Когда проезжали через спящие села, свет фар выхватывал из темноты то поваленные дощатые заборы и телефонные столбы, то приставленные к каменным оградам потемневшие рамы, на которых летом сушат низки табачных листьев.
Наконец выехали на широкое мглистое плато. Художник попытался рукавом протереть стекло — сумрак его утомлял, но снаружи все было неясно и серо, словно он смотрел через запотевшие очки.
— Здесь давай помедленней, — сказал шоферу охотник.
Он опустил переднее стекло и высунул ружье. В машину ворвался влажный холодный воздух. Художник поднял воротник.
Тогда сидящая рядом с художником женщина — жена его знакомого (она была в надвинутой до бровей лисьей шапке, рыжей и как бы прихваленной сверху инеем) — зажгла лампу, похожую на небольшие прожекторы, которые обычно стоят на высоких подставках в ателье фотографов, и направила ее свет на обочину дороги. Кабель зашевелился у ног художника. Через минуту машина вплотную приблизилась к кусту. Он был так ясно виден — со всеми трещинками на коре и лишайником, — словно его рассматривали в лупу. Потом у придорожной канавы вырос татарник, высотой с человеческий рост. Художник отчетливо увидел его колючки — они светились — и удивился, что выцветшие, полусгнившие от влаги цветы сохранили фиолетовый оттенок.

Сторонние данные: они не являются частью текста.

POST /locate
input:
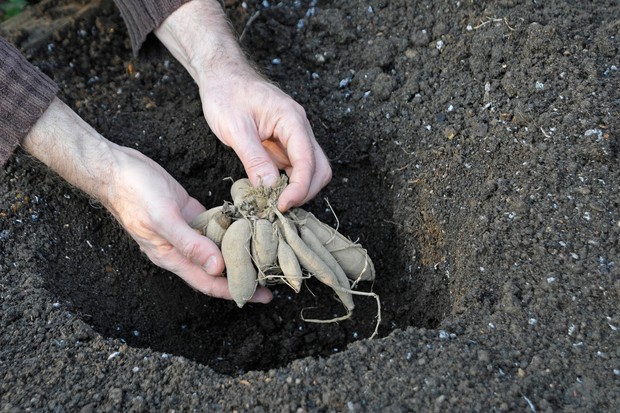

Фонарь все рыскал по плато, перемещал комья земли (это двигались тени) и зажигал огоньки на заросших травой полях. Машина замедляла ход, а охотник, оперев ружье о дверцу, шевелил занемевшей рукой и говорил: «Давай дальше, это осколок стекла!» — или «Знаю я эти гнилые пни, светятся, как фосфорные!» Мотор прибавлял обороты.
Показалось новое село, с восточной стороны огражденное высокими тополями, а зайцы, страдающие бессонницей, все еще не появились.
Но вот возле куста ежевики что–то шевельнулось. Может быть, пучок сухой травы? Луч фонаря осветил его, покачал, потом потянул вверх, словно стремясь вырвать из земли. Пучок удлинился, и над ним загорелись два оранжевых огонька.
Первый заяц попался в световой капкан.
— Стоп! — сказал охотник и прижал приклад к плечу.
Заяц на секунду замер, стоя на задних лапах, потом пригнулся к земле (огоньки угасли) и пустился было наутек. Но мрак, вставший стеной на границе света, его пугал. Он приблизился к этой стене, ударился в нее, отскочил и бросился в другую сторону. Но там тоже была стена из мрака и ужаса. Заяц отскочил от нее, как пружина, и замер среди влажных комьев земли, снова распалив оранжевые тревожные огоньки своих глаз. Наконец он кинулся прямо на машину, чтобы спустя минуту резко повернуть и заметаться в стенах мрака.